Introducing The Creeper

By Stephen Alpert HLM10, Joseph 'Spit' Scalamoni LM1578, Art DelFavero RM552

This nicknamed old hobo nickel carver was very talented and created very distinctive hobo nickels. His artwork consists of a strongly-altered profile and other facial features. There is no doubt that the three carvings illustrated here are by the same artist.

The first coin (#1) was obtained by Joseph Scalamoni in Pennsylvania. Steve Alpert purchased coin 2 off eBay earlier this year. And coin 3 was found by our curator Art DelFavero in the OHNS QD archive. Coin 3 is of lesser quality than the other two.

We sought to find some well-known person whom the carvings resemble. Some choices were Redd Foxx and Mike Tyson (of today). But Art came up with the best look-alike: 1930s-1940s B-movie horror star Rondo Hatton, who often played a character named The Creeper. So we decided to nickname this artist “The Creeper.” Hatton suffered from acromegaly, which distorted his facial features. You can see many pictures of him by googling “Images of Rondo Hatton.” A profile photo of him is illustrated. Note the similarity of his bulging forehead, lips, chin, etc. The faces of the carvings look rather menacing and creepy.

Click to view enlargment. Click to view enlargment.
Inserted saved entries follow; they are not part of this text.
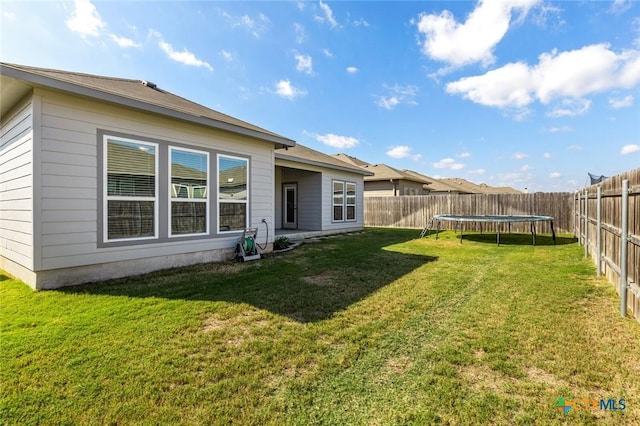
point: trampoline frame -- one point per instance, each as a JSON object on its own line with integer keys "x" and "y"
{"x": 497, "y": 219}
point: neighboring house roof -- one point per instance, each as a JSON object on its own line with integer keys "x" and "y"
{"x": 142, "y": 95}
{"x": 306, "y": 155}
{"x": 384, "y": 172}
{"x": 479, "y": 189}
{"x": 351, "y": 160}
{"x": 436, "y": 185}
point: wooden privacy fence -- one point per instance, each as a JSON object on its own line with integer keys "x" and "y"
{"x": 607, "y": 223}
{"x": 416, "y": 211}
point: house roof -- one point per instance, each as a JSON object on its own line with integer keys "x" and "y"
{"x": 138, "y": 94}
{"x": 306, "y": 155}
{"x": 351, "y": 160}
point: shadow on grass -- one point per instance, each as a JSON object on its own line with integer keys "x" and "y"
{"x": 308, "y": 284}
{"x": 517, "y": 239}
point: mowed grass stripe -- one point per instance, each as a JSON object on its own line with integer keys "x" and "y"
{"x": 373, "y": 328}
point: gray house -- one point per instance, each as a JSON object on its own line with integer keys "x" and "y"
{"x": 103, "y": 177}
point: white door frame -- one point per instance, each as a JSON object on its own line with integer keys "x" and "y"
{"x": 290, "y": 212}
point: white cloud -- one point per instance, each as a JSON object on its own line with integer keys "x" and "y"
{"x": 519, "y": 156}
{"x": 335, "y": 141}
{"x": 627, "y": 101}
{"x": 548, "y": 16}
{"x": 85, "y": 19}
{"x": 184, "y": 57}
{"x": 477, "y": 171}
{"x": 257, "y": 25}
{"x": 328, "y": 15}
{"x": 570, "y": 108}
{"x": 360, "y": 23}
{"x": 397, "y": 95}
{"x": 618, "y": 7}
{"x": 630, "y": 149}
{"x": 458, "y": 44}
{"x": 305, "y": 63}
{"x": 570, "y": 74}
{"x": 554, "y": 129}
{"x": 285, "y": 89}
{"x": 402, "y": 151}
{"x": 509, "y": 86}
{"x": 448, "y": 163}
{"x": 123, "y": 41}
{"x": 300, "y": 33}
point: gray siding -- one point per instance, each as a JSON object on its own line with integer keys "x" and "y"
{"x": 69, "y": 188}
{"x": 16, "y": 187}
{"x": 309, "y": 197}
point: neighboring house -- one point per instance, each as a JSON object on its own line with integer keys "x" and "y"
{"x": 104, "y": 177}
{"x": 482, "y": 188}
{"x": 386, "y": 180}
{"x": 436, "y": 186}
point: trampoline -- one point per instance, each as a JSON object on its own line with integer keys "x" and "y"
{"x": 497, "y": 219}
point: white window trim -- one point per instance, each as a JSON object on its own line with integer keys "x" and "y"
{"x": 246, "y": 202}
{"x": 190, "y": 199}
{"x": 105, "y": 190}
{"x": 355, "y": 203}
{"x": 333, "y": 201}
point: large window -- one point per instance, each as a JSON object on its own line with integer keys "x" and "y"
{"x": 131, "y": 189}
{"x": 233, "y": 196}
{"x": 189, "y": 183}
{"x": 344, "y": 201}
{"x": 351, "y": 201}
{"x": 338, "y": 201}
{"x": 154, "y": 191}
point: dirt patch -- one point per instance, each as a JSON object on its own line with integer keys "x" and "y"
{"x": 399, "y": 365}
{"x": 540, "y": 376}
{"x": 483, "y": 378}
{"x": 323, "y": 280}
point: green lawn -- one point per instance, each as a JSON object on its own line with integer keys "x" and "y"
{"x": 372, "y": 328}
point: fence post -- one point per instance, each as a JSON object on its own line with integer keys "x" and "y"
{"x": 624, "y": 237}
{"x": 599, "y": 232}
{"x": 579, "y": 218}
{"x": 586, "y": 222}
{"x": 575, "y": 212}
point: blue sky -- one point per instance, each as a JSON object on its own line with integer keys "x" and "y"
{"x": 527, "y": 93}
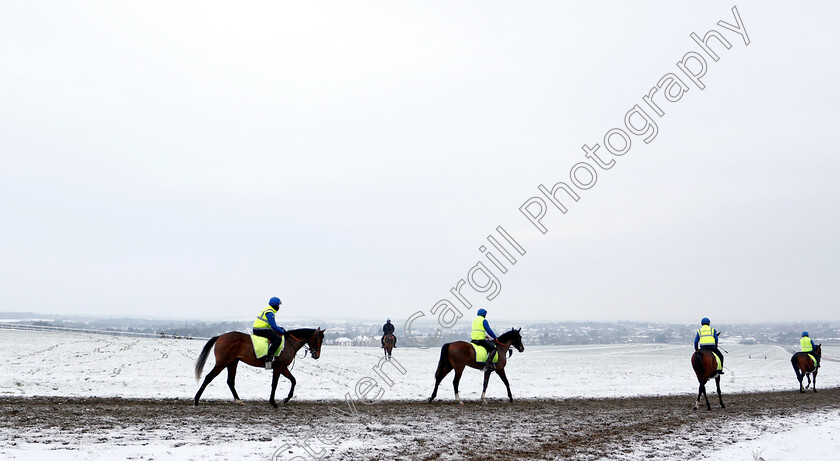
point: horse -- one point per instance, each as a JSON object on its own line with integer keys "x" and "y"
{"x": 704, "y": 363}
{"x": 804, "y": 366}
{"x": 460, "y": 354}
{"x": 233, "y": 347}
{"x": 389, "y": 342}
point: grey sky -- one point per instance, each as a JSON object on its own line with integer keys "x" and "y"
{"x": 194, "y": 159}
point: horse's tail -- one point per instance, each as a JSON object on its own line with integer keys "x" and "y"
{"x": 444, "y": 358}
{"x": 697, "y": 364}
{"x": 199, "y": 364}
{"x": 794, "y": 360}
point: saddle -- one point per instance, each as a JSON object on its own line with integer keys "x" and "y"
{"x": 261, "y": 346}
{"x": 481, "y": 354}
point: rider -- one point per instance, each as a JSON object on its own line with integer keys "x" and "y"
{"x": 807, "y": 345}
{"x": 707, "y": 337}
{"x": 480, "y": 331}
{"x": 387, "y": 329}
{"x": 266, "y": 327}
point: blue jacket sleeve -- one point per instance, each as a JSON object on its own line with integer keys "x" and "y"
{"x": 270, "y": 317}
{"x": 488, "y": 329}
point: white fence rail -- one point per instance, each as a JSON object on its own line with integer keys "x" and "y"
{"x": 22, "y": 326}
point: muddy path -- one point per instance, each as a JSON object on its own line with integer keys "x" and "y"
{"x": 627, "y": 428}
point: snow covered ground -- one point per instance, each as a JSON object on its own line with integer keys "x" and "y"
{"x": 82, "y": 365}
{"x": 79, "y": 365}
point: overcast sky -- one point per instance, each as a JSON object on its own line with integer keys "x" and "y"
{"x": 194, "y": 159}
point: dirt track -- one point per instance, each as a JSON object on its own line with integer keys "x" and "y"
{"x": 634, "y": 428}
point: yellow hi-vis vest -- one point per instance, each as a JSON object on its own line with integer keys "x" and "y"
{"x": 478, "y": 329}
{"x": 707, "y": 335}
{"x": 805, "y": 344}
{"x": 262, "y": 321}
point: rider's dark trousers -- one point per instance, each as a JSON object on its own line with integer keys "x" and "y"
{"x": 272, "y": 336}
{"x": 488, "y": 345}
{"x": 714, "y": 349}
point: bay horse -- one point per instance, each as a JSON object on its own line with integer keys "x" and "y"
{"x": 390, "y": 341}
{"x": 460, "y": 354}
{"x": 704, "y": 363}
{"x": 804, "y": 366}
{"x": 234, "y": 347}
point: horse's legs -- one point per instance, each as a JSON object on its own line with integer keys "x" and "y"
{"x": 455, "y": 382}
{"x": 232, "y": 381}
{"x": 274, "y": 378}
{"x": 439, "y": 375}
{"x": 288, "y": 374}
{"x": 484, "y": 389}
{"x": 213, "y": 373}
{"x": 705, "y": 395}
{"x": 501, "y": 373}
{"x": 699, "y": 394}
{"x": 720, "y": 397}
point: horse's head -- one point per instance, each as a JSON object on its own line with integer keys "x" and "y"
{"x": 314, "y": 342}
{"x": 514, "y": 337}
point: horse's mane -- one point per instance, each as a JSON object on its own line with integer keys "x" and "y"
{"x": 504, "y": 337}
{"x": 301, "y": 333}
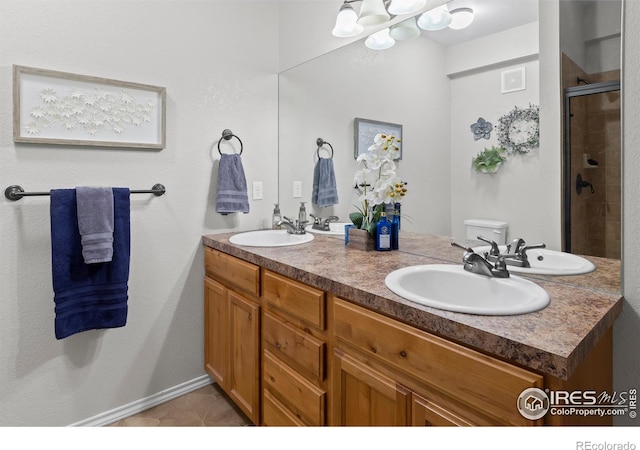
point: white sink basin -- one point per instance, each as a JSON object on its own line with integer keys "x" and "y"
{"x": 547, "y": 262}
{"x": 335, "y": 229}
{"x": 270, "y": 238}
{"x": 452, "y": 288}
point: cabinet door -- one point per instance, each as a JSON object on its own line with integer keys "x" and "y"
{"x": 216, "y": 332}
{"x": 427, "y": 413}
{"x": 366, "y": 397}
{"x": 244, "y": 376}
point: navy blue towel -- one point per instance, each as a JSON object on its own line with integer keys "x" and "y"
{"x": 88, "y": 296}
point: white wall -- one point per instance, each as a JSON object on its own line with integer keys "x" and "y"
{"x": 216, "y": 77}
{"x": 514, "y": 194}
{"x": 403, "y": 85}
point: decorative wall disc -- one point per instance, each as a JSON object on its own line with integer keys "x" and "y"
{"x": 519, "y": 131}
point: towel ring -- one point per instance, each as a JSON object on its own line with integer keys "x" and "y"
{"x": 320, "y": 142}
{"x": 227, "y": 135}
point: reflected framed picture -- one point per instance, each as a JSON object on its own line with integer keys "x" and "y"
{"x": 51, "y": 107}
{"x": 365, "y": 131}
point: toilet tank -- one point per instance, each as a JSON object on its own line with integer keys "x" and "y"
{"x": 490, "y": 229}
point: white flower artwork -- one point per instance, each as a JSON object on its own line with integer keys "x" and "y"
{"x": 69, "y": 109}
{"x": 94, "y": 110}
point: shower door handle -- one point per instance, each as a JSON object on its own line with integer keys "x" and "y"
{"x": 580, "y": 183}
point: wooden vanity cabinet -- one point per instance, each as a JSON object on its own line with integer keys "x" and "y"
{"x": 232, "y": 329}
{"x": 420, "y": 378}
{"x": 289, "y": 354}
{"x": 294, "y": 342}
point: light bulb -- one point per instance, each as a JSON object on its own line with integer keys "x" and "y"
{"x": 346, "y": 25}
{"x": 436, "y": 19}
{"x": 461, "y": 18}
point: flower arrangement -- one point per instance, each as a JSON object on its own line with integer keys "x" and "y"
{"x": 489, "y": 160}
{"x": 376, "y": 180}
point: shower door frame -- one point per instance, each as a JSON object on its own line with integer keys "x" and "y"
{"x": 569, "y": 184}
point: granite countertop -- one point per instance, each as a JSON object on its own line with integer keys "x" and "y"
{"x": 553, "y": 341}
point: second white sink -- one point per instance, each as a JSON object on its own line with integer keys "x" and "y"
{"x": 270, "y": 238}
{"x": 452, "y": 288}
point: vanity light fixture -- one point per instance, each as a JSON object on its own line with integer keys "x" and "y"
{"x": 436, "y": 19}
{"x": 346, "y": 25}
{"x": 461, "y": 18}
{"x": 380, "y": 40}
{"x": 372, "y": 12}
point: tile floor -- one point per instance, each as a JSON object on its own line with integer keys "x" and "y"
{"x": 206, "y": 407}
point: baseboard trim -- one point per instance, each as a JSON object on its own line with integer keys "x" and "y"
{"x": 143, "y": 404}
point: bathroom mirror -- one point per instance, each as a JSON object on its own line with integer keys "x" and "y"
{"x": 437, "y": 89}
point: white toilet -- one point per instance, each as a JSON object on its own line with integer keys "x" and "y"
{"x": 494, "y": 230}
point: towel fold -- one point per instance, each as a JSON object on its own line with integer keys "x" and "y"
{"x": 324, "y": 192}
{"x": 95, "y": 222}
{"x": 88, "y": 296}
{"x": 232, "y": 186}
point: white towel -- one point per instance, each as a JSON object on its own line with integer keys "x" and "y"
{"x": 232, "y": 186}
{"x": 95, "y": 222}
{"x": 324, "y": 192}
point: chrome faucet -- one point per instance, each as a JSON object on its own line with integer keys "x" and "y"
{"x": 291, "y": 226}
{"x": 475, "y": 263}
{"x": 517, "y": 253}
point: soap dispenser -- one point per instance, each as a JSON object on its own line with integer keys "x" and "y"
{"x": 302, "y": 215}
{"x": 383, "y": 233}
{"x": 276, "y": 217}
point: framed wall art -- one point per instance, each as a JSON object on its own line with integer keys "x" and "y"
{"x": 51, "y": 107}
{"x": 365, "y": 131}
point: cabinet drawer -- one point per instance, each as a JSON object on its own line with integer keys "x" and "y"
{"x": 301, "y": 348}
{"x": 275, "y": 414}
{"x": 298, "y": 299}
{"x": 303, "y": 398}
{"x": 477, "y": 380}
{"x": 240, "y": 274}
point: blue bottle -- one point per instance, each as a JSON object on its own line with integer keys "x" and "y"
{"x": 395, "y": 228}
{"x": 383, "y": 234}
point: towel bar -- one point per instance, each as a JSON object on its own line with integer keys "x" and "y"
{"x": 16, "y": 192}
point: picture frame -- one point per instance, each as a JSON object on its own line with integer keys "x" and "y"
{"x": 513, "y": 80}
{"x": 365, "y": 131}
{"x": 52, "y": 107}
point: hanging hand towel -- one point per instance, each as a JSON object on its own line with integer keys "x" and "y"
{"x": 232, "y": 186}
{"x": 95, "y": 222}
{"x": 88, "y": 296}
{"x": 325, "y": 192}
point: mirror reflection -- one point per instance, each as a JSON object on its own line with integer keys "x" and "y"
{"x": 437, "y": 87}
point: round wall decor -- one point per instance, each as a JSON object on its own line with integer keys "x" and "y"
{"x": 519, "y": 131}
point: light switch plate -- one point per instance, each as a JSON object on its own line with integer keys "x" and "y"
{"x": 297, "y": 189}
{"x": 258, "y": 191}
Click to view enlargment.

The carving characteristics for "The Creeper" are listed as follows:

  1. The hat dome is stippled, and there is no hat band.
  2. The hat brim is curved; the front points to the B of LIBERTY.
  3. The ear is bold with internal detail.
  4. Altered eye, with eyeball, eyebrow, and 3 wrinkle lines at back of eye.
  5. Protruding forehead and enlarged curved nose.
  6. Broadened lips.
  7. Strong jawline from chin to ear.
  8. Facial crease from left of nostril to left of mouth.
  9. Neck is smooth to lightly textured and defined in the front by a deep line.
  10. Area surrounding head is recessed, to enhance depth (on coins 1 and 2).
  11. The collar is shaped like a railroad spike (on coins 1 and 2).
  12. Made on early-date nickels (1913, 1914).